The June Architecture Billings Index (ABI) shows that demand for architectural services declined for the third consecutive month. The ABI is a leading indicator of construction nine to twelve months in the future.

“This seems to be a case of not thinking it can get any worse – and then it does,” said AIA Chief Economist, Kermit Baker, PhD, Hon. AIA. “While a modest turn around appeared to be on the way earlier in the year, the overall concern about both domestic and global economies is seeping into design and construction industry and adding yet another element that is preventing recovery.”
(See for charts: <https://www.architectmagazine.com/economic-conditions/abi-report.aspx> https://www.architectmagazine.com/economic-conditions/abi-report.aspx)

That’s the bad news.

The good news is that fewer new projects means better fundamentals (i.e. rents and occupancy rates) for existing properties. As I wrote in my forecast earlier this year, it is looking more and more likely that this cycle will see an extended period of rent and occupancy growth without the normal effect of new supply.

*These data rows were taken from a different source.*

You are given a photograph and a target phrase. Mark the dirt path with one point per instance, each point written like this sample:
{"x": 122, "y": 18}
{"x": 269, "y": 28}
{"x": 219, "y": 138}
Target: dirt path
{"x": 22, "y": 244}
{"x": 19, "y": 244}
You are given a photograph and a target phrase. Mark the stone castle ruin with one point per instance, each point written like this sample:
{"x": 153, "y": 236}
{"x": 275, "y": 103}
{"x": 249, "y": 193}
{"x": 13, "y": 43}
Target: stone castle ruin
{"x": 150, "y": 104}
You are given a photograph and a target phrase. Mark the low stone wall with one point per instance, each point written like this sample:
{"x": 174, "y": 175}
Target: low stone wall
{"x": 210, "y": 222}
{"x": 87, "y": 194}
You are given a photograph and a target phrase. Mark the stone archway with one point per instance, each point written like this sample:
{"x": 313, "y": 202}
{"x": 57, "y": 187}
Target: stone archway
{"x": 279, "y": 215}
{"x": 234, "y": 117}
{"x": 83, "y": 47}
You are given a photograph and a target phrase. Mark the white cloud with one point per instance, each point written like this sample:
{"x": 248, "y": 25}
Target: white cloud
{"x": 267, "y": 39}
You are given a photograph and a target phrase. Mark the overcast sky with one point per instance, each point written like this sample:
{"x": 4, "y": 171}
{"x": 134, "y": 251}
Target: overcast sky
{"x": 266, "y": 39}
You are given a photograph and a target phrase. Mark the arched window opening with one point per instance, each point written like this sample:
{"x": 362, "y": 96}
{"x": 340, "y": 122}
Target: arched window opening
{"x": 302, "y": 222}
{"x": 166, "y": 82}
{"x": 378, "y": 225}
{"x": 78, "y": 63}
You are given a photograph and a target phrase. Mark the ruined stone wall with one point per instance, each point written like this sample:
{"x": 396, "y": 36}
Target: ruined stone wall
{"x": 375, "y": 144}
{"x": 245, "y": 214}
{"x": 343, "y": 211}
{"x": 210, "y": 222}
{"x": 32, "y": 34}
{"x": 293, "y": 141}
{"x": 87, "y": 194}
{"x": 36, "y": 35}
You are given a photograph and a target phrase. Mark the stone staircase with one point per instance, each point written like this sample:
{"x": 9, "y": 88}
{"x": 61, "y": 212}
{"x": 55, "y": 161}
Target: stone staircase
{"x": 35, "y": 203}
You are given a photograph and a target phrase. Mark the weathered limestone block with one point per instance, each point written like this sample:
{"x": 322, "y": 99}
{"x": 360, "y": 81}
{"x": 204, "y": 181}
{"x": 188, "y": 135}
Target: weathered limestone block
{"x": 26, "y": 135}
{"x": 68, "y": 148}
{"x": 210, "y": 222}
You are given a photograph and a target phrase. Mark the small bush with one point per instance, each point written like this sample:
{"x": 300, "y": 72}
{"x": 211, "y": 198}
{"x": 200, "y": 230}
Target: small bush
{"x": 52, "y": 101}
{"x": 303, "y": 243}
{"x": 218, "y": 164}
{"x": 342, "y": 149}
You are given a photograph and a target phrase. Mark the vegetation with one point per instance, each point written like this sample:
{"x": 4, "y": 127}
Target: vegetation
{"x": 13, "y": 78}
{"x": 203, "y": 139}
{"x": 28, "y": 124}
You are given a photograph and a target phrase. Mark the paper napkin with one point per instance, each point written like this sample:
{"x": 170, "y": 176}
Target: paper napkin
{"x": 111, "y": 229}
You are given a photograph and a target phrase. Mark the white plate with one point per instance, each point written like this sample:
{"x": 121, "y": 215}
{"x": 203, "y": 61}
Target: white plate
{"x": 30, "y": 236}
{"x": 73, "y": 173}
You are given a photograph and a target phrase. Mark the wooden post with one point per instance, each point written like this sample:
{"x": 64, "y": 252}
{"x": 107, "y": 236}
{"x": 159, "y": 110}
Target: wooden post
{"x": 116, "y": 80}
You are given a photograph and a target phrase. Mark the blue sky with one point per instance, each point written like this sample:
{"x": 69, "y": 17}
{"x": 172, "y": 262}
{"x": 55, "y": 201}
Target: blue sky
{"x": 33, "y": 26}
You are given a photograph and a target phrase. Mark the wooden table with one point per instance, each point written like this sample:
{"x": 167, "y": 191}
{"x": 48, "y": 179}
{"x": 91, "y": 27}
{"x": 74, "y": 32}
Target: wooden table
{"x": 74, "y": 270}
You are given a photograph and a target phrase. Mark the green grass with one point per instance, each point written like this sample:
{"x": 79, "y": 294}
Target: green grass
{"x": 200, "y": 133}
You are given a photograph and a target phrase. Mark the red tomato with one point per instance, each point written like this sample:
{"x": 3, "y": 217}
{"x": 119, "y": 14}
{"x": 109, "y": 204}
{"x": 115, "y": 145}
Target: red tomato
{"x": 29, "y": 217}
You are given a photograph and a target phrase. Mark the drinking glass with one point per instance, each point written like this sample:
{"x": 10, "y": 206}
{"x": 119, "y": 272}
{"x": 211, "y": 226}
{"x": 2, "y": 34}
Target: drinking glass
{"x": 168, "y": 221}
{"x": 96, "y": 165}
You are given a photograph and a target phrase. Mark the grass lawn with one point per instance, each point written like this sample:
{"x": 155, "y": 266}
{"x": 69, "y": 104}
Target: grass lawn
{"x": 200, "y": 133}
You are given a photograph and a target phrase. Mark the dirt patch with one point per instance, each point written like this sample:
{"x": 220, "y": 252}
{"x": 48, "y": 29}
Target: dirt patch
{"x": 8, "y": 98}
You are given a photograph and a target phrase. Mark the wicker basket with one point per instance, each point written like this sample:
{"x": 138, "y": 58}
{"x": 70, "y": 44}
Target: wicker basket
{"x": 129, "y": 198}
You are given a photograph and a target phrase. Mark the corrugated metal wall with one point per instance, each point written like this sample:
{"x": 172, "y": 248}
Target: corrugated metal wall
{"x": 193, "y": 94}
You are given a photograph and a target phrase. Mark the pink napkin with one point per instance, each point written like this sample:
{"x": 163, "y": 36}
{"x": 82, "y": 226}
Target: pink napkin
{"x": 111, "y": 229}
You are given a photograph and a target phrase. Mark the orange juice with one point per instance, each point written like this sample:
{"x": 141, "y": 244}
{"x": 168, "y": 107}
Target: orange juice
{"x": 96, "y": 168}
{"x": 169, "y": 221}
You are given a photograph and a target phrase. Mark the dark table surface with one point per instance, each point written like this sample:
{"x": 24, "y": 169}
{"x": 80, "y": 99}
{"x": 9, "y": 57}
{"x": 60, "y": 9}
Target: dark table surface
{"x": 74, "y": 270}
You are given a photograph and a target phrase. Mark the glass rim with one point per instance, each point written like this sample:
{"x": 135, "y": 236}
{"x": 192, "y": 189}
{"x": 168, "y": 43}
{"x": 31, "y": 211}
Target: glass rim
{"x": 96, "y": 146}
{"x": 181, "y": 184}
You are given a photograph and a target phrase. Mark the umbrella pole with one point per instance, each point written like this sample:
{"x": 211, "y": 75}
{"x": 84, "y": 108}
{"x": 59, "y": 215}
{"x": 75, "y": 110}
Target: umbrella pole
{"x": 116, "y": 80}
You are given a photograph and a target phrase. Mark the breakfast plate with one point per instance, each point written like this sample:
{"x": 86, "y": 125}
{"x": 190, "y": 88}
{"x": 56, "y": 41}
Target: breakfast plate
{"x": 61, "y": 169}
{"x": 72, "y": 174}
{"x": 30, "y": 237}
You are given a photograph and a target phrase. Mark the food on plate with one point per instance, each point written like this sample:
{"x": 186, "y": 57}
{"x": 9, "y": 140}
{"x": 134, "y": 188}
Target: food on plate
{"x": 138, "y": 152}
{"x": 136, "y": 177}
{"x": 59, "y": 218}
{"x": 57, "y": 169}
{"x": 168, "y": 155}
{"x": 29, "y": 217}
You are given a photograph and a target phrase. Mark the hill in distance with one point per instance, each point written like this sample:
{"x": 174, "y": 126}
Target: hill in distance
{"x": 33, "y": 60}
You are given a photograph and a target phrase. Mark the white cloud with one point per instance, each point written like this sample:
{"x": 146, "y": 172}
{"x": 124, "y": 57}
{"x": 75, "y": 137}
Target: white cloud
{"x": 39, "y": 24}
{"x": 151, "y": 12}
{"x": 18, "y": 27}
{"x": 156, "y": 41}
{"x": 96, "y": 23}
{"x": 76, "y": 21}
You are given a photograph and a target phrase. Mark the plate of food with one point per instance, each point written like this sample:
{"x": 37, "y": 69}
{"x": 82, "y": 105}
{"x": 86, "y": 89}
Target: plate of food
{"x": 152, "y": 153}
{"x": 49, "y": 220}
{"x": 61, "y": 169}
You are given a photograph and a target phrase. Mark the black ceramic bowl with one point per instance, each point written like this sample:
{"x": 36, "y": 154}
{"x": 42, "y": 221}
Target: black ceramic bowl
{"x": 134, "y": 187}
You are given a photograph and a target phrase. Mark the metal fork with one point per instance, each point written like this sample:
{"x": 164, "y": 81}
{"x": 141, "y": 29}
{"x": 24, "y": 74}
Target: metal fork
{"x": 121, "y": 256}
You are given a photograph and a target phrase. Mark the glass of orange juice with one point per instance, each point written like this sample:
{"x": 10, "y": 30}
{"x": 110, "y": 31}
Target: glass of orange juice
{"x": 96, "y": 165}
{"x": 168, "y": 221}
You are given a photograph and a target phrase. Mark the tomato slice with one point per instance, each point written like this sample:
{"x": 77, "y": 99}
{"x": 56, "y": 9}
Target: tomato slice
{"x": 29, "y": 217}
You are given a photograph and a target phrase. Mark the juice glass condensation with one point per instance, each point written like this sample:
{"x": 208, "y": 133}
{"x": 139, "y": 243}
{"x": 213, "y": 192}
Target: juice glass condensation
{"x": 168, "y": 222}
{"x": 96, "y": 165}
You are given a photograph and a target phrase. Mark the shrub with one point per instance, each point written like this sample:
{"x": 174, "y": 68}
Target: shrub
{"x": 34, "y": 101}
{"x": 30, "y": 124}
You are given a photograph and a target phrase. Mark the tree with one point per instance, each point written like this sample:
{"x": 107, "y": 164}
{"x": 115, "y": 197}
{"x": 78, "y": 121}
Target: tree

For example, the multi-family cycle usually runs abut 7 years… it takes about 18-24 months from a cycle trough for new supply to be planned, built and come online. During this time existing properties enjoy rising fundamentals. As new construction comes online, fundamentals begin to flatten. Building usually continues for about two years past the peak, then oversupply conditions set in around the sixth year, falling to form the next trough. Then the cycle starts all over again.

My view is that the existing properties will not have the normal new supply to compete with for 2-3 years due to the lack of development funding in the capital markets.

Metros and coastal markets will likely get the attention of private equity groups who do not rely on debt capital, and stick closer to the normal cycle. But micro-politans and tertiary markets will benefit from inattention until the larger markets become crowded.